162 Questions about Afghanistan: A Case Study of Current Events and Digital Public History on Reddit

Saturday, January 7, 2023
Franklin Hall Prefunction (Philadelphia Marriott Downtown)
Daniel Howlett, George Mason University
On April 18, 2021, a user posted on the forum AskHistorians “What did people in Afghanistan do for fun after the Taliban banned nearly every pastime?” and received over 7,700 upvotes or ‘likes.’ The same day, the New York Times ran a headline stating, “Debating Exit from Afghanistan, Biden Rejected Generals’ Views”. A few months later on August 14th, the top AskHistorians post of the day asked, “How did Afghanistan go from being relatively stable 50-60 years ago to the constantly-devolving mess it is today?” and received over 4,400 upvotes. The New York Times headline asked “The Afghan Military was Built Over 20 Years. How Did it Collapse So Quickly?” Moderators of AskHistorians can anecdotally discuss the correlation between current events and the content of questions asked on the subreddit, but this is the first analysis to look add data to this observation. This poster will add empirical evidence to examine how Reddit’s AskHistorians serves as a social media-based source of historical content and how current events shape public inquiry about the past by using a case study of post titles and text containing the word “Afghanistan” from 2021.
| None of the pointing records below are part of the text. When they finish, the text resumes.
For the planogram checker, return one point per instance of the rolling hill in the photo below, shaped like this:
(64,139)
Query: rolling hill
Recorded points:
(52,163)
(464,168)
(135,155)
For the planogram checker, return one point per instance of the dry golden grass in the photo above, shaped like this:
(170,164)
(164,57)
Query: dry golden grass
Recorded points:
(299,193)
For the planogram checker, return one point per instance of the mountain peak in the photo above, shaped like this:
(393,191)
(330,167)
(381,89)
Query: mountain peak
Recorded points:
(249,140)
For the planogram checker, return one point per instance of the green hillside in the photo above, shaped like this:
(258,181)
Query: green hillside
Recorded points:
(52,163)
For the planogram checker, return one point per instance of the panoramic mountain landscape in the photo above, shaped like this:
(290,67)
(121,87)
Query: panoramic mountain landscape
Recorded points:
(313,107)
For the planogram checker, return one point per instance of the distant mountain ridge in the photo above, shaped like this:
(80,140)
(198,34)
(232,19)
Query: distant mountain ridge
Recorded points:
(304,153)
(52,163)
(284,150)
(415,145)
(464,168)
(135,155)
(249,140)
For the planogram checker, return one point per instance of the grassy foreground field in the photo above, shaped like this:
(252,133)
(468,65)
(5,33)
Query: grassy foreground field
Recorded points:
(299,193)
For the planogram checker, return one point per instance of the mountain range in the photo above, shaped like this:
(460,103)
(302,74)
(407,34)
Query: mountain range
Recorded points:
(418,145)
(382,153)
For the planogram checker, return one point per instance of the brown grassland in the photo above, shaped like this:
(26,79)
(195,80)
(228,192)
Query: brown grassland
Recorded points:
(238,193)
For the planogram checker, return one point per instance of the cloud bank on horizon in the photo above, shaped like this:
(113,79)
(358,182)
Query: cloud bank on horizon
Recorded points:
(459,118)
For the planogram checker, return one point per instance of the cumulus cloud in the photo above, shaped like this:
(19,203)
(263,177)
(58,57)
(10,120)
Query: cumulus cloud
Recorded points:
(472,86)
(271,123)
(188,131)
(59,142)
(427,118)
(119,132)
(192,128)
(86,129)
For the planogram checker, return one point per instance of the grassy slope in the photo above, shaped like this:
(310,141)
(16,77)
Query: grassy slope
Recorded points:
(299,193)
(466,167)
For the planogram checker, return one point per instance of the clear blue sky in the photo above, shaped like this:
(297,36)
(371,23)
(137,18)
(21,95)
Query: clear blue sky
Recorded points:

In 2021, AskHistorians moderator approved a total of 162 questions with the word “Afghanistan” in either the title or text of the post. Post approval means that the question complied with the subreddit’s rules, and crucial to this case, did not ask about modern politics or events less than 20 years old. AskHistorians moderators approve between 100 and 150 posts per day on topics ranging from food culture in Ancient Rome to how accurately Avril Lavigne’s song “Sk8er Boi” represented high school dynamics in 2002. In other words, the history of Afghanistan rarely comes up on the subreddit. Of those 162 posts, 79 of them (48%) were posted in August and September during the peak coverage of the United States’ withdrawal of troops from the country. Nearly all 79 explicitly or implicitly linked their inquiry to current events. While only a quarter of the August-September posts were answered, these two months averaged 10 answers per month compared to an average of 2.7 answers during the other ten months.

This poster will use the textual and numerical data from AskHistorians post to create word clouds, bar graphs, and other visualizations in RStudio that show the interest levels in Afghanistan and related history on Reddit, the types of questions asked, such as specific questions on Afghan history unrelated to the news cycle, questions related to American and European history, and requests for reading recommendations; the responses to questions through various engagement metrics including answers, comments, and upvotes; and it will look at the relationship with current events by comparing post submissions with newspaper headlines.